小説を読むべき話
川口市出身の自称読書家 川口竜也です!
毎日のように会社の図書スペースにふらっと立ち寄っては、何か面白い本はないかと見て回る。借りはしないのだが、気になる本が多くて困る。
だが会社が推奨しているだけあって、割合としてはビジネス書や商業関係の雑誌、経営者の自伝などが多い。
勿論私自身ビジネス書も読む。勉強になるし、福利厚生で読み放題だから今のうちに読めるだけ読んじまおうという腹積もりである。
時に、ビジネス書は読むけれども、小説は全く読まないなんて人もいる。最近私の読書会では見かけなくなってきたが、読書は知識やハウツーとして活かすためにあると考える人は一定数いるものである。
そうなると、小説や文学は何も得られるものがないと思われがちである。
役立つ役立たないという視点において、文学は絶妙な位置にあるのは否めない。先日書いた記事のように、文学は実学であるか状態である。
だがしかし、やはり文学は読むべきだと私は言いたい。
近所の図書館にてたまたまふと借りたのが、池澤夏樹さんの「現代世界の十大小説」NHK出版 (2014)。同著のあとがきに下記のような言葉があった。
この言葉を踏まえると、同じ世界に生きる人間を理解するのに最も適しているのが、小説なのではなかろうか。
人間というものは、必ずしも脳の構造やDNAで全てわかるわけではない。また統計やデータで人間の行動を全て理解できるわけでもない。
そこで理解できるのは、生物学上の人間であって、統計上の人間の行動であって、目の前にいるあなたではない。
あなたという人間は当然一人ひとり違う。
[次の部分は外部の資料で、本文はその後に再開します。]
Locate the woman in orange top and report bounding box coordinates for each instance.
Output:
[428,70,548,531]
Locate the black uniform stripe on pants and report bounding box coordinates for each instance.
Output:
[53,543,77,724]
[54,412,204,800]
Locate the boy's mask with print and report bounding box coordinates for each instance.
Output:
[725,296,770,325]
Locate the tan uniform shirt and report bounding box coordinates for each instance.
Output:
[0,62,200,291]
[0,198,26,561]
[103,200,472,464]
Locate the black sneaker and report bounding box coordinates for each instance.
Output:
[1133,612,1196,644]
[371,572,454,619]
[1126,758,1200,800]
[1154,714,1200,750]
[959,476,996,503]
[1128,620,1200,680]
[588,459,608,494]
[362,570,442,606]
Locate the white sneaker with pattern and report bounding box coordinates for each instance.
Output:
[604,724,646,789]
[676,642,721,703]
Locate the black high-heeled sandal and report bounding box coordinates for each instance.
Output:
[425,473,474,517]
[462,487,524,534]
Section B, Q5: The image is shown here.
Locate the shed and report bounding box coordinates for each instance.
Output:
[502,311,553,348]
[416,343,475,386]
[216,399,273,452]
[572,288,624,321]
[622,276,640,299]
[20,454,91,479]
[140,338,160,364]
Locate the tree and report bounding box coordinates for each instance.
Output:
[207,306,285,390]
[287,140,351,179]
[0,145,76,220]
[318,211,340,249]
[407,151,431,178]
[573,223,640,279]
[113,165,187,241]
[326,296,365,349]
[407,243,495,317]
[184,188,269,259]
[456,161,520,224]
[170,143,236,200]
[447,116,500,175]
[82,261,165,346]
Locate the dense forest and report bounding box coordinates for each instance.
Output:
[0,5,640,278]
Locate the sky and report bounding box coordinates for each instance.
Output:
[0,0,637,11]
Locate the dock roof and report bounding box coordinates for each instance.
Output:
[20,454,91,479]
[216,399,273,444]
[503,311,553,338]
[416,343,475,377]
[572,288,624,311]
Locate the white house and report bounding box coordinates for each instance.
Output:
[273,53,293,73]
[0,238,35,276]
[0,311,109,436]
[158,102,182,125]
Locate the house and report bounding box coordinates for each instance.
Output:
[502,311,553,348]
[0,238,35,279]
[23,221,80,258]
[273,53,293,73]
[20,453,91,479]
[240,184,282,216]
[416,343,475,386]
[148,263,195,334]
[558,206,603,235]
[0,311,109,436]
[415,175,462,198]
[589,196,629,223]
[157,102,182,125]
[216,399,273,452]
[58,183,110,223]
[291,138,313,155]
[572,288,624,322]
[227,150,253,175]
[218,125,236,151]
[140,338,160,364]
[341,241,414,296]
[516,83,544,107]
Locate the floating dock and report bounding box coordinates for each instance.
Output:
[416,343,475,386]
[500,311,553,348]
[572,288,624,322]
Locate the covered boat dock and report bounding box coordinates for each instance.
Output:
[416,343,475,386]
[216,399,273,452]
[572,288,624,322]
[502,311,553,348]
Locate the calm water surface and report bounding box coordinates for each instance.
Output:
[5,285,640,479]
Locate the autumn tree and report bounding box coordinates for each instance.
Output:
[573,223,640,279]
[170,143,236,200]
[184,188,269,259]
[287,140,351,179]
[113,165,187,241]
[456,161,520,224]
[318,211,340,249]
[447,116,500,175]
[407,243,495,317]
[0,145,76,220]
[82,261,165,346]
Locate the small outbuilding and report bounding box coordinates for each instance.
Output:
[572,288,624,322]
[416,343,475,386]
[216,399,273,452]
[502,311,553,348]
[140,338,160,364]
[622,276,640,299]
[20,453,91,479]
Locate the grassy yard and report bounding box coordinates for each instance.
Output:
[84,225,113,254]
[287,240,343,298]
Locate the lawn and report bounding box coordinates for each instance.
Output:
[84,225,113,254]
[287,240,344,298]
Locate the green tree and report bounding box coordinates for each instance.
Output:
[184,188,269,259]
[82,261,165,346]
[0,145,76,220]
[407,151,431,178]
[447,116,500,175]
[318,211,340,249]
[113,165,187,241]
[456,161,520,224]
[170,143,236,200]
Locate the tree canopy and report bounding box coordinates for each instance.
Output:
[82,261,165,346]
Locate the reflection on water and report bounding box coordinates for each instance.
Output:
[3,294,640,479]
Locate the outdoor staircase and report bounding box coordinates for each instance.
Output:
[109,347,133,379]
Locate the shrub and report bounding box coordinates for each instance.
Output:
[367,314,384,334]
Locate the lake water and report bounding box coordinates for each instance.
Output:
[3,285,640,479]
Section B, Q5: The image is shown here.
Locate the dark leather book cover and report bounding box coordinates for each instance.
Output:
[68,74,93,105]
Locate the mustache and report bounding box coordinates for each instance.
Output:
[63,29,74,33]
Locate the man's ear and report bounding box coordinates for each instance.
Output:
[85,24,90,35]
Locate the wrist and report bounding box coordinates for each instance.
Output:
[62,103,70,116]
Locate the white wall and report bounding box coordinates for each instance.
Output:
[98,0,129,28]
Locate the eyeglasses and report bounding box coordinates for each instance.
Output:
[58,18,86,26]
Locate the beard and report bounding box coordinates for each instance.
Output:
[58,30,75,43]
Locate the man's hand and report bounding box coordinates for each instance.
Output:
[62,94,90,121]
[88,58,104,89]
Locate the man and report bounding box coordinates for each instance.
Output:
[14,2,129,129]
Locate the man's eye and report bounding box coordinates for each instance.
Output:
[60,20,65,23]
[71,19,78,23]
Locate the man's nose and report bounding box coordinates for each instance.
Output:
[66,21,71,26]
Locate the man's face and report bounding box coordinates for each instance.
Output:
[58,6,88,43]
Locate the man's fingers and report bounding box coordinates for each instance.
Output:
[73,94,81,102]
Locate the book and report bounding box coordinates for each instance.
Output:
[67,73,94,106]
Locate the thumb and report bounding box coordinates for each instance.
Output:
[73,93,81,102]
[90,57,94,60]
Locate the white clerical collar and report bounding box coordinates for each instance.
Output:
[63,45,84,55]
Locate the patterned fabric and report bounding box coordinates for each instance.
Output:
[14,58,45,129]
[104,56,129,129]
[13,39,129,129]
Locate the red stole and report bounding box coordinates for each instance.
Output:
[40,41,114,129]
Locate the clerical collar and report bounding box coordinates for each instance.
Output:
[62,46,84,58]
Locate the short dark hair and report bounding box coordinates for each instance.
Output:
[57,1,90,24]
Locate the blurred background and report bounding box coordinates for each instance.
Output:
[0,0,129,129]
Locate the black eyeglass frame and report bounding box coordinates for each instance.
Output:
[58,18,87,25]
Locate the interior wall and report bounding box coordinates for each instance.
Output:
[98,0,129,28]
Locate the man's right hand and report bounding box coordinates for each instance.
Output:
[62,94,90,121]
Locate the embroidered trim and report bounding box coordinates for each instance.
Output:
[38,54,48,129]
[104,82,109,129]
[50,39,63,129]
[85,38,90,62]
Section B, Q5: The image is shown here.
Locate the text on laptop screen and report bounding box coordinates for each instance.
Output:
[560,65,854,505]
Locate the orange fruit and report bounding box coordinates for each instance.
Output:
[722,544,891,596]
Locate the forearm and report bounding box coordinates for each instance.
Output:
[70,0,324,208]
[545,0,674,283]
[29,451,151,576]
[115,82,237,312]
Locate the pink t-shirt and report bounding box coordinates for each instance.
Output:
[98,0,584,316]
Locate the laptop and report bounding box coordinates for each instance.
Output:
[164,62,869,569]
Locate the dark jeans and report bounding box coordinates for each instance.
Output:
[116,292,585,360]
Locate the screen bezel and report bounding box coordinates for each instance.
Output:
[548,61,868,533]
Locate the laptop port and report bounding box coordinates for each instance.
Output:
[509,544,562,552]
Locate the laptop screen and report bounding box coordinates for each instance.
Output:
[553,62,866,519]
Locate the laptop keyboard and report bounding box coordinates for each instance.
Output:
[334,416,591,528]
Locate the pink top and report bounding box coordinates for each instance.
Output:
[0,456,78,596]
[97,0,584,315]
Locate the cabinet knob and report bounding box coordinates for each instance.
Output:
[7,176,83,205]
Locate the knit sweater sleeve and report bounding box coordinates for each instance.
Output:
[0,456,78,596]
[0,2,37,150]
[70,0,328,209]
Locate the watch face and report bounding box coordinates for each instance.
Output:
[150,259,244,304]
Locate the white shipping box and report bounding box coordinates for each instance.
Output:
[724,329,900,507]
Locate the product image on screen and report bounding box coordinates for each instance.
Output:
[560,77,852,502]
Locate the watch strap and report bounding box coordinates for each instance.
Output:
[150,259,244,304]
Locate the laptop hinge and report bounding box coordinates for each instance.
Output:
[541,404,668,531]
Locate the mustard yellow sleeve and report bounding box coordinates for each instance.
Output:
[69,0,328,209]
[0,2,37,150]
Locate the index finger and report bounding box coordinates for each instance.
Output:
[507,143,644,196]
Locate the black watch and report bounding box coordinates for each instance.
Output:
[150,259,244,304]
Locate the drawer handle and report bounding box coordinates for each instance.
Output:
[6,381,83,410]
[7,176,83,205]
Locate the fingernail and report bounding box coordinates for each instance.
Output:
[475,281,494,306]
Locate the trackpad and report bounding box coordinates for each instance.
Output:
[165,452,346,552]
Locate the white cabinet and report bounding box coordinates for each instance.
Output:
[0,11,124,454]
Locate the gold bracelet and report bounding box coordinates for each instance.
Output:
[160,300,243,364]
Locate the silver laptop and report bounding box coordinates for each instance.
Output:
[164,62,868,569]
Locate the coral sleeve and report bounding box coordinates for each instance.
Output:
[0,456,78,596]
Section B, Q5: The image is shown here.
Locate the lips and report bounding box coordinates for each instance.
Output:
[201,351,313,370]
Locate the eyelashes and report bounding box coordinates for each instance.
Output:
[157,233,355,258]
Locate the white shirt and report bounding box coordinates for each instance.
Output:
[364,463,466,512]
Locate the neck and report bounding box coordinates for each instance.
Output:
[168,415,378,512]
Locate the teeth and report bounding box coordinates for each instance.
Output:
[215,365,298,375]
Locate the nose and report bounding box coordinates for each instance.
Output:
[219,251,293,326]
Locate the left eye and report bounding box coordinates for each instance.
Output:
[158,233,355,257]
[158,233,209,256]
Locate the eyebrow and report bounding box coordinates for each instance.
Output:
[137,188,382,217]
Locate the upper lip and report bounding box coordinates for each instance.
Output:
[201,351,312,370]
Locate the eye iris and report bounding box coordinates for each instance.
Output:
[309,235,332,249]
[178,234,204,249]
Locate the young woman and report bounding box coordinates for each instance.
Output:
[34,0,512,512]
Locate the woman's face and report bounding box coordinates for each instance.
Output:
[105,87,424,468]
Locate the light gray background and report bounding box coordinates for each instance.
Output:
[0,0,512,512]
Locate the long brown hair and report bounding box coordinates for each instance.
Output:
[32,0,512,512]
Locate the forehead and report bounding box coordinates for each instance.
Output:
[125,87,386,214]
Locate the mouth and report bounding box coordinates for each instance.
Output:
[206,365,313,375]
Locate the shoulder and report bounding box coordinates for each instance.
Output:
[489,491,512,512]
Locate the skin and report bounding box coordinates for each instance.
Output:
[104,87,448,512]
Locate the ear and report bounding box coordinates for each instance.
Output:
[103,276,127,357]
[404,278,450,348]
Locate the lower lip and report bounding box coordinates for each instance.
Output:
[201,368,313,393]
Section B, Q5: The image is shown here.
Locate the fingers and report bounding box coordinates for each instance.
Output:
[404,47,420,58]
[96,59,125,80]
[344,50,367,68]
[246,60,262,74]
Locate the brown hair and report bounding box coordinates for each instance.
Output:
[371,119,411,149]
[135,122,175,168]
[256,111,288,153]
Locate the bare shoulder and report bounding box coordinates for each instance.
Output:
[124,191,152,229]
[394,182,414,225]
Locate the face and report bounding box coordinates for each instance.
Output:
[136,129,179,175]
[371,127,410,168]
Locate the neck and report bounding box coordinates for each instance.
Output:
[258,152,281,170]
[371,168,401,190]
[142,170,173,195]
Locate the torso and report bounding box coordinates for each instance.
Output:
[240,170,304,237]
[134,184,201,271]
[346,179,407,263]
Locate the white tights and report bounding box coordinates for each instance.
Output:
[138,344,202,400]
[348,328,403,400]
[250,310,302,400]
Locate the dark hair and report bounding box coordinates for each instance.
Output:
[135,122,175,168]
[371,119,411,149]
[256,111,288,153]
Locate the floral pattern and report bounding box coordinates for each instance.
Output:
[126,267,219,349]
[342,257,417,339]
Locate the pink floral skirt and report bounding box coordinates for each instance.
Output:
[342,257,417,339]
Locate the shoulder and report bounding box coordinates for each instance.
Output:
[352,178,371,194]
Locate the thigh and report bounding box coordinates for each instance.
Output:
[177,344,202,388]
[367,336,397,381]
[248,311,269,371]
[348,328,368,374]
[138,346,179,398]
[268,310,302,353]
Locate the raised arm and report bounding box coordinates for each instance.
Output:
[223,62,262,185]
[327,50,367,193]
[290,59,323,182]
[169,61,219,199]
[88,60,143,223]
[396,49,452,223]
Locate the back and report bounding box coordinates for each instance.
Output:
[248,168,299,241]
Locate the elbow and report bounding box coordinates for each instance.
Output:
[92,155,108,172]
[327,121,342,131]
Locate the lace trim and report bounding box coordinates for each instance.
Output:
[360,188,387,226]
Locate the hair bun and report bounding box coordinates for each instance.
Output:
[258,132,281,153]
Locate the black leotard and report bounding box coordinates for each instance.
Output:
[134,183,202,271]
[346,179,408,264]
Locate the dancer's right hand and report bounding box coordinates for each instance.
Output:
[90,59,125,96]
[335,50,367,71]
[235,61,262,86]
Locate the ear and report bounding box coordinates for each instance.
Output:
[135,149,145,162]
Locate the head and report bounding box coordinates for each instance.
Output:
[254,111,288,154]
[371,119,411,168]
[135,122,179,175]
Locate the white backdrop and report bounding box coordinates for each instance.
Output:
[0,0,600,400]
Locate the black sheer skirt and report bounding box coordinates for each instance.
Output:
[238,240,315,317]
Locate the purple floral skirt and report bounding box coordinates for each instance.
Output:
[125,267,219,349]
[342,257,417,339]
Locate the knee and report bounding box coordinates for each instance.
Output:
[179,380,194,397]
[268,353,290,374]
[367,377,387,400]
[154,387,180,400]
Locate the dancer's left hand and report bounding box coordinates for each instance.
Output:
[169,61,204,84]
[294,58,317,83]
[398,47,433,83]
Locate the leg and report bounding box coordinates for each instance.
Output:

今日まで生きてきた時間と経験の積み重ねによって存在するのがあなたであって、同じように私も存在する。
もちろん小説には著者の意図とか、何を伝えたいかなどの目的もある。
同時に私たちにも、何か意図や目的があって存在しているわけであり、一人ひとりが物語の登場人物なのである。
すると当然、私という人間は、私の視点でしか世界を見ることになる。決してあなたの視点で世界を見ることはできない。
これは物理的な視点ではない。今まで経験してきたものの見方・捉え方が影響するため、同じものを見たとしても得られるものは異なる。
その自分とはことなるあなたの視点を得るために、小説というものは非常に有効であるのではなかろうか。
もちろん、「人生は小説だからハッピーエンドの作品に自ら作り上げる」という捉え方もできる。
それもまた、その人も生きてきた時間や経験に左右されるものであり、そのように考えるようになったきっかけがどこかにある。
つまり何が言いたいのかと言うと、自分の視点が必ずしも正しいとは思わないことである。
小説に登場する人は、感情移入できる人もいれば、全く共感できない人も存在する。つまり、相反する考え方を持つ人が同時に存在すると言える。
とは言え、全く共感できないと言えばそうでもなくて、どこか「この点はわかるな」と思うときもある。
どうしても目の前に人がいると、嫌な相手は嫌なやつだとフィルターを掛けてしまう。しかし、小説ではどんなに嫌なやつがいても、物語を進めるために読み進めていくことになる。
そうやって、少しづつでも、自分とは異なる視点を得ていく。
巡り巡って、目の前のあなたを理解することにつながる。
いや、完全に理解することはできないが、理解に努めやすくなるといえるだろう。
だからどんな本であっても読むべきなんじゃないかなと考える。それではまた次回!